Even when testing with interfaces, mocks are overused. It is actually easy to make a “fake implementation” of the interface that does some of the expected behaviour, e.g.

class FakeCustomerStore: ICustomerStore
{
    public List<Customer> Customers { get; } = new List<Customer>();

    public Customer GetById(int id) => Customers.FirstOrDefault(c => c.Id == id);
    
    public void Save(Customer customer)
    {
        Customers.Add(customer);
    }
}

The Customers list is public so that a test with a reference to the class type can inspect the contents, to verify e.g. if a customer was saved to the list.

This fake be as simple or as complex as you like, it’s just your code it doesn’t need a framework to set up a specific behaviour. It has the benefit over the usual mocking-framework style that once defined, FakeCustomerStore can be used any number of times with fewer total lines of code than specifying mock setup each time.

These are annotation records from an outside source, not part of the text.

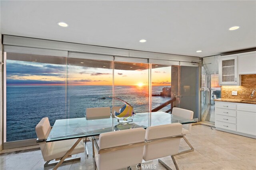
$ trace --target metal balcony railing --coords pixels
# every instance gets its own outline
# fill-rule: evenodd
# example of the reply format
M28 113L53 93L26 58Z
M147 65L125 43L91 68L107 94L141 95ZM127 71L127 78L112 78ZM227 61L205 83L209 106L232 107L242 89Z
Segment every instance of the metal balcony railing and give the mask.
M164 103L160 106L158 106L157 107L155 108L154 109L152 109L152 110L151 110L151 111L152 112L157 111L158 110L160 110L160 109L162 109L165 106L170 104L171 104L171 108L165 111L165 112L168 113L170 111L171 111L172 110L172 108L173 108L173 107L175 107L175 106L173 106L173 102L175 100L176 100L176 98L171 98L171 99L166 102Z

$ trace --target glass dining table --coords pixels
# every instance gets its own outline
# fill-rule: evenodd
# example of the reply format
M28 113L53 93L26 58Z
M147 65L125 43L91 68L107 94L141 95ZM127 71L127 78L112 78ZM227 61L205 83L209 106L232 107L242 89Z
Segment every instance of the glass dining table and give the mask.
M136 113L132 122L119 123L116 118L87 120L86 117L56 120L46 142L98 136L113 131L166 125L174 123L196 122L163 111Z
M56 170L64 162L83 138L98 136L100 134L116 131L166 125L175 123L188 124L196 122L163 111L136 113L132 121L120 123L111 116L107 119L87 120L86 117L56 120L46 139L46 142L77 139L77 141L60 161L56 163Z

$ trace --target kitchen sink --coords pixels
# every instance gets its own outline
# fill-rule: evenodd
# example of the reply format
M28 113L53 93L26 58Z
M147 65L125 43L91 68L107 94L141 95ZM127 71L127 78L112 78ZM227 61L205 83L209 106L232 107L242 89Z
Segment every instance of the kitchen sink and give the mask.
M252 103L256 103L256 101L254 100L240 100L240 102L249 102Z

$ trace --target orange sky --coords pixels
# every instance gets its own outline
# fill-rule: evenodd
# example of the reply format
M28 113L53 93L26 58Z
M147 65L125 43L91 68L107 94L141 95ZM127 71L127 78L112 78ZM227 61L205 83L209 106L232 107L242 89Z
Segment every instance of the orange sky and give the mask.
M68 66L66 76L65 66L11 60L8 60L8 85L64 85L66 80L68 85L113 84L113 70L111 68ZM12 64L12 66L8 67L10 64ZM148 64L145 64L144 67L147 68ZM170 86L170 66L152 69L152 85ZM114 84L148 86L149 74L148 69L115 69Z

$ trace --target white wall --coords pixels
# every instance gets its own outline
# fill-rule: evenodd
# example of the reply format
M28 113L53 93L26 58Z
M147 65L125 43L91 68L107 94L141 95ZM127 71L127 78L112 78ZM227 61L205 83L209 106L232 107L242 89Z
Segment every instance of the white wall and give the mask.
M3 60L3 45L2 43L2 34L0 34L0 62ZM3 66L0 66L0 150L2 149L3 144Z

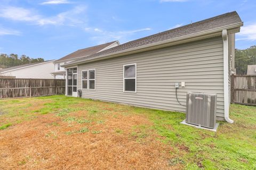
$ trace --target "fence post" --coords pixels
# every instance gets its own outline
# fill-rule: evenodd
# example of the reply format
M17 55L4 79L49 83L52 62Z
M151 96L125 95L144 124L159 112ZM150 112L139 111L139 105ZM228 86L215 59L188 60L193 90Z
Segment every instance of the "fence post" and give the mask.
M29 97L31 97L31 79L29 79Z

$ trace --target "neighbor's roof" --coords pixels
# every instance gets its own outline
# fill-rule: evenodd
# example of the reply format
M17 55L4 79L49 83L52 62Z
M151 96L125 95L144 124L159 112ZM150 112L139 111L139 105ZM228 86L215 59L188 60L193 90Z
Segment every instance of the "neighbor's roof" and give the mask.
M46 61L42 62L36 62L36 63L28 63L28 64L26 64L14 66L13 67L3 69L0 70L0 73L8 71L11 71L11 70L13 70L22 69L22 67L33 66L34 65L36 65L36 64L43 64L44 63L46 63L46 62L50 62L50 61L53 61L53 60L54 60Z
M78 50L69 54L66 55L65 57L63 57L59 60L56 60L56 62L59 62L61 61L69 60L72 58L75 58L82 56L89 56L93 54L95 54L97 52L99 52L101 50L103 49L106 47L110 46L110 45L118 42L118 41L114 41L103 44L101 44L98 46L95 46L91 47L88 47L84 49L78 49Z
M98 57L97 58L100 58L101 56L106 56L108 54L110 55L113 53L118 52L121 53L122 51L124 50L140 46L142 47L150 45L150 44L188 36L191 34L195 34L200 32L226 27L238 23L242 23L242 24L241 19L236 11L227 13L213 18L131 41L92 54L90 56L79 58L79 60L74 61L68 64L64 64L63 65L82 63L83 62L92 60L94 58L96 58L96 57Z

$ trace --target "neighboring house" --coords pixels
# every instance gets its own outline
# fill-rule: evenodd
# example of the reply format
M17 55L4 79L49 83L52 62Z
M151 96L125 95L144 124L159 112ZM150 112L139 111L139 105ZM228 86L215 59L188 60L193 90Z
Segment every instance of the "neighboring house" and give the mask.
M91 47L86 48L79 49L74 53L69 54L65 57L54 61L54 71L52 72L55 79L65 79L66 71L61 66L64 64L68 63L75 60L87 56L102 50L109 49L119 45L118 41L108 42L98 46Z
M23 64L0 70L0 75L16 78L53 79L54 60Z
M256 65L247 66L247 75L256 75Z
M64 64L66 95L82 89L83 98L185 112L188 92L214 93L217 119L233 123L230 75L243 24L236 12L228 13Z

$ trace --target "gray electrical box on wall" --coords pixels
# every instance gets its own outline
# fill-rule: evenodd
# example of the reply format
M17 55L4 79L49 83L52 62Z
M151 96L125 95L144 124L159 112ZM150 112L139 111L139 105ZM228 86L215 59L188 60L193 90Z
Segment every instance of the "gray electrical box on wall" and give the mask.
M179 83L175 83L175 88L179 88Z

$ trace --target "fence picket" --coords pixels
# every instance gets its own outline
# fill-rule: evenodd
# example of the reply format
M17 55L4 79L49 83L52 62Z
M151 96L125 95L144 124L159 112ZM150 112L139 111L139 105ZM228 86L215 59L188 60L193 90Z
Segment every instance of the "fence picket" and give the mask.
M0 78L0 99L65 94L65 80Z

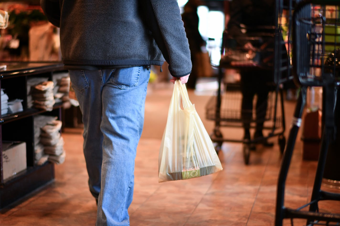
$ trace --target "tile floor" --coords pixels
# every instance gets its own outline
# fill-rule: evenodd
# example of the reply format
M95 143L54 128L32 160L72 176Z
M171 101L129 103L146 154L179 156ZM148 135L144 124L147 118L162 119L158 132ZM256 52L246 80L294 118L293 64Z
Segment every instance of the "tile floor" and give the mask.
M146 226L269 226L274 225L276 186L281 156L277 138L271 148L257 147L245 165L241 144L224 143L219 156L223 170L189 180L158 183L158 149L172 92L169 84L150 85L146 105L144 129L136 159L134 200L129 209L131 225ZM208 132L214 122L205 119L210 96L189 91ZM285 103L289 125L295 102ZM81 129L67 129L62 135L67 153L56 165L55 179L0 214L0 225L94 225L97 207L88 191ZM224 137L241 137L239 128L223 129ZM288 131L286 131L286 136ZM300 137L300 135L299 136ZM307 202L316 162L302 160L302 143L296 140L287 185L285 204L297 207ZM320 208L340 212L340 205L325 202ZM294 221L295 225L305 221ZM285 220L284 225L290 225Z

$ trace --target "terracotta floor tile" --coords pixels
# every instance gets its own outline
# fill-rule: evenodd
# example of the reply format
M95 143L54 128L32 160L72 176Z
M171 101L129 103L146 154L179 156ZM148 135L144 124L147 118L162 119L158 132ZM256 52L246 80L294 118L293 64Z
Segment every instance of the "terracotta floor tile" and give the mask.
M158 152L172 93L171 85L154 86L147 95L144 129L136 159L134 199L129 209L130 225L273 225L282 158L277 137L270 139L275 144L272 148L257 146L256 151L250 153L249 165L244 164L242 144L224 142L218 153L222 171L189 180L158 183ZM210 133L214 122L207 120L205 114L211 97L196 95L191 90L188 93ZM287 125L295 104L285 103ZM240 128L221 129L225 139L240 140L243 135ZM288 132L288 129L285 132L286 138ZM301 133L300 130L285 187L285 204L289 208L309 201L317 167L316 161L302 159ZM63 164L55 166L54 182L11 208L3 210L0 225L95 225L97 206L87 184L82 133L81 128L65 128L62 136L66 159ZM321 210L340 212L340 202L322 201L319 207ZM305 221L294 220L294 225L304 225ZM290 225L289 220L284 223Z

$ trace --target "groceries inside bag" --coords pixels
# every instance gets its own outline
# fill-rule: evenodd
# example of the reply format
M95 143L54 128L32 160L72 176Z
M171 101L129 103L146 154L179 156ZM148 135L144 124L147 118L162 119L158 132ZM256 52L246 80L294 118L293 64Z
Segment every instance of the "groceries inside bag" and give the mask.
M190 179L222 170L213 142L189 100L185 85L176 80L159 149L158 182Z

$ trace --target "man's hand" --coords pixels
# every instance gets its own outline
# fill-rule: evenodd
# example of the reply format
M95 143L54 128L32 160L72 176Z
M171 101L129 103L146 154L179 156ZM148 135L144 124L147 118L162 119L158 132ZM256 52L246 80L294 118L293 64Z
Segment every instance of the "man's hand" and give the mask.
M183 76L183 77L180 77L179 78L172 76L172 78L170 79L170 82L175 84L175 82L176 81L176 80L177 79L180 79L181 82L182 83L182 84L184 84L185 83L186 83L188 82L188 79L189 78L189 75L190 75L190 74L189 74L187 75Z

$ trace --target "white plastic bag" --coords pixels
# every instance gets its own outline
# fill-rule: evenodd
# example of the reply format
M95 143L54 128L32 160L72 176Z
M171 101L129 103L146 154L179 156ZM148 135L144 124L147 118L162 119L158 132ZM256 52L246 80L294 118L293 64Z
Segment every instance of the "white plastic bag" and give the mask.
M198 177L222 170L213 142L189 100L185 85L176 80L159 149L158 182Z

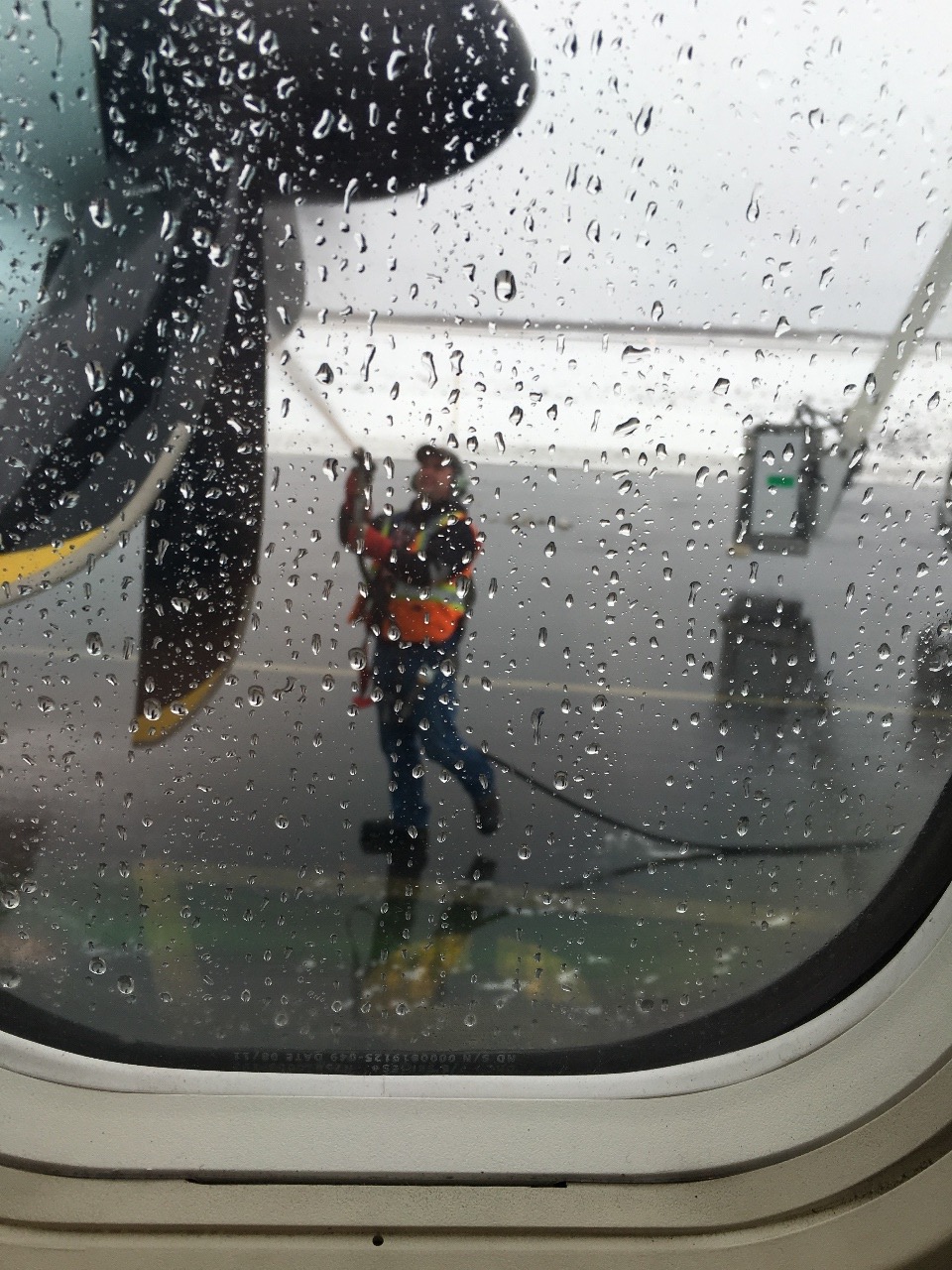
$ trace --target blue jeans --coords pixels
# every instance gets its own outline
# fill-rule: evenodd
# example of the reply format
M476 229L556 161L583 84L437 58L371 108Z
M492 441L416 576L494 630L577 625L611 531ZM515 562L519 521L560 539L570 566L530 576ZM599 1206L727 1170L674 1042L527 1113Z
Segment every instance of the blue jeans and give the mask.
M390 803L400 828L429 822L423 754L456 776L470 798L495 789L493 765L456 730L456 650L444 644L380 640L373 677L383 693L377 704L380 743L390 767Z

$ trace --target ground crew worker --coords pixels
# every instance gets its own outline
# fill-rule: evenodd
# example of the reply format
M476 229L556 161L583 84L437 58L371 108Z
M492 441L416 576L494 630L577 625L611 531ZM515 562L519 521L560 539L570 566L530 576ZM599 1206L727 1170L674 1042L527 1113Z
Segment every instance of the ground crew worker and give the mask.
M388 853L391 867L405 876L419 876L430 814L421 751L467 791L480 833L499 828L493 765L462 739L454 719L457 653L480 538L459 502L466 478L452 451L421 446L411 483L414 502L400 514L373 521L373 471L363 455L355 458L339 532L362 561L364 585L352 618L366 621L377 639L373 683L391 792L390 819L366 820L360 846Z

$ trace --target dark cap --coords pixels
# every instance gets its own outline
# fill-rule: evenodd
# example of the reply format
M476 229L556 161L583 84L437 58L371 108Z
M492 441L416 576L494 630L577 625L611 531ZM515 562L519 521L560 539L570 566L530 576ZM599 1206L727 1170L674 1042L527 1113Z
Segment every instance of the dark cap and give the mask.
M420 446L416 451L416 462L423 464L428 458L438 458L442 467L449 467L454 476L462 476L462 461L452 450L442 450L439 446Z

Sometimes you don’t need to mock a dependency when the fake or null object is built in. e.g. for Microsoft.Extensions.Logging.ILogger there is NullLogger.Instance.

Factory pattern

There’s whole lot of jokes about Java that it over uses the “Factory” pattern. e.g. “I had a problem, so I thought to use Java, now I have a ProblemFactory”. Well, the Factory pattern is a useful one, sometimes. e.g. the IClock mentioned above is a DateTime factory. The joke is that the common style is to do it always, without thinking, regardless of if it solves a problem or not - rote over-adherence to an often useful pattern. Much like interfaces in C#.

Fin

It’s good and appropriate to interface a class in some cases - especially isolating classes that encapsulate external dependencies, and can’t be unit tested in this definition so that their consumers can be unit tested.

However this idea gets overused, and should not be an inflexible rule. it becomes a rote exercise of “I’ve made a class, now I have to make the class’s interface”. Because of tradition, maybe? Adding interfaces to all “service” classes containing business logic is unnecessary, and adding interfaces to classes that contain merely data, just to expose that data, is going to make it less usable.